Common sense violations encountered on this question:

– Why is Super Mario the example given for “Platform Games with Cartoon Characters”?
– Why is Gran Turismo the example given for “Action Racing Games”?
– Why is there even a category of “Mission Based Driving Games”? And, again, why GTA, which has classically been defined as a “sandbox game”?
– Why do you offer such specifics as “Life Simulation Games”, “Fishing/Hunting Games”, and “Wrestling Games”, while you simultaneously neglect genres that Konami has at least something of a reputation for – such as Stealth Action Games (e.g. Metal Gear Solid), Music Games (e.g. Dance Dance Revolution), Adventure Platform Games (e.g.
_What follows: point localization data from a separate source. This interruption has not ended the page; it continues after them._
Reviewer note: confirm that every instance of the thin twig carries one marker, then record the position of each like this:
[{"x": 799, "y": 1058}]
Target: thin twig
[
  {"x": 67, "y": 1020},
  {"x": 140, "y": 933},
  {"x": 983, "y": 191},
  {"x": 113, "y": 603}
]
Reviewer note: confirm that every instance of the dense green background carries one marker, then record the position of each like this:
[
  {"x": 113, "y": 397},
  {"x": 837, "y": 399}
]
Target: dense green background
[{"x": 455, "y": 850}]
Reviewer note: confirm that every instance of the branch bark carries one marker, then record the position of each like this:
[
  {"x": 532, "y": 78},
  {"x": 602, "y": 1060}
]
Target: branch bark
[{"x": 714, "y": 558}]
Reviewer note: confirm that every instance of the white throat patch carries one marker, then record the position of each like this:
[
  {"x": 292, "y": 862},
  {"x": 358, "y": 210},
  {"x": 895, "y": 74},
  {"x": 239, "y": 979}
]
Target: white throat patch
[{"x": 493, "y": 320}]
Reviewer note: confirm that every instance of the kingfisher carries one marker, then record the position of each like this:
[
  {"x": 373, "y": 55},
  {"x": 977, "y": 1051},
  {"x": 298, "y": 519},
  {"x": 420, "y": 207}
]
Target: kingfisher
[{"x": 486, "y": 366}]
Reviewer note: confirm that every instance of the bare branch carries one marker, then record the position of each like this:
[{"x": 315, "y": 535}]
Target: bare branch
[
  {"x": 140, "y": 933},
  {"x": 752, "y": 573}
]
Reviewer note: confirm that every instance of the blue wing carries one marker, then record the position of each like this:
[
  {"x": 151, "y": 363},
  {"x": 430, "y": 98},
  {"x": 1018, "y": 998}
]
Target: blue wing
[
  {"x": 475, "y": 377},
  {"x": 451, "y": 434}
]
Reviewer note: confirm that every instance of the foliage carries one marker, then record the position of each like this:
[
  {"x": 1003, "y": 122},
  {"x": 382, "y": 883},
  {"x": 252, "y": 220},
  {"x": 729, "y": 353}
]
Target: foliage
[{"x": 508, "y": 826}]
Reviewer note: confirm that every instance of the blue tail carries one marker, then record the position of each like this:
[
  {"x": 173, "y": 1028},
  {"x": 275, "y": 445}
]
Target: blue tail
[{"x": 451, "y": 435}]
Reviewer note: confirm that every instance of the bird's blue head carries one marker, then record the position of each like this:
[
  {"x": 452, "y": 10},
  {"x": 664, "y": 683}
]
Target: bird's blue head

Castlevania), or Shoot-em-ups (e.g. Gradius)?

Question four:

Common sense violations encountered on this question:

– This question does not contain the phrase “you, yourself,” unlike the previous three.
– Why is an example needed for “Renting game from a video store”? Or for “Visiting the game publisher’s website”? Or, hell, even “Seeing advertisements online”?
– It’s obvious just from the depth of this question and the 76 radio buttons that the point of the survey is not to actually make the sort of games that *I* want to play, but instead to refocus their advertising budgets appropriately to hit more “top influences”. It’s not the dishonesty of the survey that bothers me – it’s the principle of being so willing to take advantage of your customers. To lure them in with the half-empty promise of listening to them, and then blatantly try to suckle effective advertising channels out of them.

This, by the way, is the thanks you get for completing the survey:

I am baffled as to how anyone could think a survey like this provides anything remotely useful.